Makana Henry

No. 74
- Position: Defensive lineman

Personal information
- Born: January 23, 1987 (age 38) Toronto, Ontario, Canada
- Height: 6 ft 1 in (1.85 m)
- Weight: 275 lb (125 kg)

Career information
- CJFL: Burlington Braves

Career history
- 2016–2021: Saskatchewan Roughriders
- 2022: Edmonton Elks

Awards and highlights
- 2x C.J.F.L. All-Canadian Defensive Team (2005-2006); Riders Community Service Award (2017- 2019); Nominee for CFL Tom Pate Award (2017- 2018); Nominee for CFL Jake Gaudaur Veterans’ Award (2018);
- Stats at CFL.ca

= Makana Henry =

Canadian defensive lineman

Makana Henry (born January 23, 1987) is a Canadian former professional football defensive lineman.
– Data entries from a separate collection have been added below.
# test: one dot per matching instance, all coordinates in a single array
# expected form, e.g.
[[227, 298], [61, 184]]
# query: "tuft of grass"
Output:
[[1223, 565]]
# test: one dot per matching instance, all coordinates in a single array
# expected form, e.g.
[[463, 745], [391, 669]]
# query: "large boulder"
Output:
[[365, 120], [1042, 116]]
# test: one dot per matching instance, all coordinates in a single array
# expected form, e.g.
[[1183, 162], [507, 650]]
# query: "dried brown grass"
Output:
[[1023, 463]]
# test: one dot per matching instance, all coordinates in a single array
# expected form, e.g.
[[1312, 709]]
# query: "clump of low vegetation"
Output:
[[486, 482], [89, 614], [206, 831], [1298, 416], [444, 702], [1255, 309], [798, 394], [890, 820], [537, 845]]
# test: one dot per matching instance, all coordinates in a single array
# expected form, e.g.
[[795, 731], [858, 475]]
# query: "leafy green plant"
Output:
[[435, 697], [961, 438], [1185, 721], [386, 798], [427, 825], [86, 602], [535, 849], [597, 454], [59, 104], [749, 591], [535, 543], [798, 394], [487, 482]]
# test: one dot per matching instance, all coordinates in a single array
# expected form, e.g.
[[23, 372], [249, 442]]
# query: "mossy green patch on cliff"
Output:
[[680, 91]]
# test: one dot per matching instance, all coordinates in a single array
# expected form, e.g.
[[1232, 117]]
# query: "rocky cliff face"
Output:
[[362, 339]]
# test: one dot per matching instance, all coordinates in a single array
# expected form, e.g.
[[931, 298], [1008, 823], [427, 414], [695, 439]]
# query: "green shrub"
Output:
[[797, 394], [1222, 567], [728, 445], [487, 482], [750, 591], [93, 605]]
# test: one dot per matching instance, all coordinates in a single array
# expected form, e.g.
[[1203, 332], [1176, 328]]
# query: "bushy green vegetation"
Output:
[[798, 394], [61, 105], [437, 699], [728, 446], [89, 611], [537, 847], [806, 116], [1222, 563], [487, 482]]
He was signed to the Saskatchewan Roughriders' roster in August 2016. He played junior football for the Burlington Braves of the Canadian Junior Football League (C.J.F.L.) in 2005–2009. Before being invited by the Roughriders, he played in semi-pro football for the GTA All Stars of the Northern Football Conference league in 2016. In November 2019, he was re-signed for an additional 2-year contract. Henry signed with the Edmonton Elks to open free agency on February 8, 2022.

== Charitable activities ==
Henry is very involved in the Saskatchewan community, especially with the students of Scott Collegiate. In 2017, he was named Mosaic Community Player of the year and made a donation to Scott Collegiate. For three consecutive years (2017–2019), Henry won the Roughriders’ Community Service Award.